Patients with anti-HMGCR myopathy have a similar presentation to other patients with autoimmune muscle disease, developing symmetric proximal weakness over the course of weeks to months [17, 28, 29]. Symptoms can occur at any point in statin treatment with an average duration of three years of statin use before the onset of weakness (range two months to three years). Because myalgias are common, occurring in ~75 % of patients, many of these individuals are initially diagnosed with self-limited statin myopathy. However, persistence and progression of symptoms is the rule even after discontinuation of the medication. If the weakness is severe, dysphagia and distal involvement are also observed. Other systemic manifestations, for example arthralgias and Raynaud’s phenomenon, are infrequently noted.

Muscle enzymes are strikingly high with a mean CPK value of 10,000 IU L−1 at initial presentation [17]. Interestingly, some patients maintain normal strength despite markedly elevated muscle enzymes, with a threshold CPK of 3,000–7,000 at which weakness begins to occur (personal observation). Inflammatory markers need not be elevated and the association with other antibodies, for example ANA, is not often seen. Muscle MRI typically shows muscle edema, with atrophy, fatty replacement, and fascial edema occurring in some cases. EMG of an involved muscle reveals an irritable myopathy in most cases and a non-irritable myopathy in a few.

Muscle biopsy for patients with anti-HMGCR reveals prominent necrotic and regenerating fibers [28]. As in other forms of autoimmune myopathy, diffuse or focal upregulation of MHC-1 expression may be observed [29]. Although scarce endomysial and perivascular inflammatory cells may be present, the degree of inflammation is much less than for patients with typical DM or PM biopsies. These findings are consistent with the diagnosis of IMNM as detailed in the ENMC criteria.

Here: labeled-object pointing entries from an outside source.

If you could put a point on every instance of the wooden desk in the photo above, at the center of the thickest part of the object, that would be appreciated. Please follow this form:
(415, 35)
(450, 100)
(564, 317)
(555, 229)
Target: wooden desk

It is important to note that a subgroup of patients with anti-HMGCR necrotizing myopathy have never been exposed to statins. This statin naïve group tended to be younger at diagnosis, have higher CPK levels, and were more frequently non-white [33•]. Other genetic or environmental factors may be the cause of increased HMGCR expression in these patients. Importantly, these non-statin-exposed anti-HMGCR-positive subjects may be less responsive to treatment than those anti-HMGCR subjects who developed myopathy after statin exposure [36].

Management

When statin-exposed patients have muscle symptoms and CK elevation that do not resolve with discontinuation of the statin, statin-associated IMNM should be suspected and an anti-HMGCR antibody should be checked. This is now commercially available through the RDL reference laboratory. For patients with antibody-confirmed statin-associated IMNM, the statin should be discontinued and immunosuppressive treatment should be commenced. Most patients respond favorably to immunosuppression with steroids or another immunosuppressants [17, 28, 29]. Immunosuppressants that have been used include methotrexate, azathioprine, mycophenolate mofetil, rituximab, and intravenous immunoglobulin (IVIG). Although the optimum treatment has yet to been defined for this disease, our experience is that IVIG is particularly beneficial. Relapses can occur with tapering of immunosuppression, and with re-exposure to statins. Whether some anti-HMGCR-positive patients with significant cardiovascular risk factors can ever be safely re-exposed to statins remains to be determined.

Conclusions

Statin-associated myositis can be defined as an autoimmune myopathy, on the basis of the presence of a specific autoantibody, upregulation of MHC-1 expression on biopsy, immunogenetic risk factors, and response to immunosuppression. Using the Bohan and Peter criteria, the vast majority of these patients would be classified as having probable or definite PM. However, according to the more modern ENMC diagnostic scheme, these patients would be classified has having IMNM and not PM. Irrespective of nomenclature, testing for the anti-HMGCR antibody should be considered for those who develop a progressive myopathy after statin exposure and for those with predominantly necrotizing myopathies when an immune-mediated process is included in the differential diagnosis.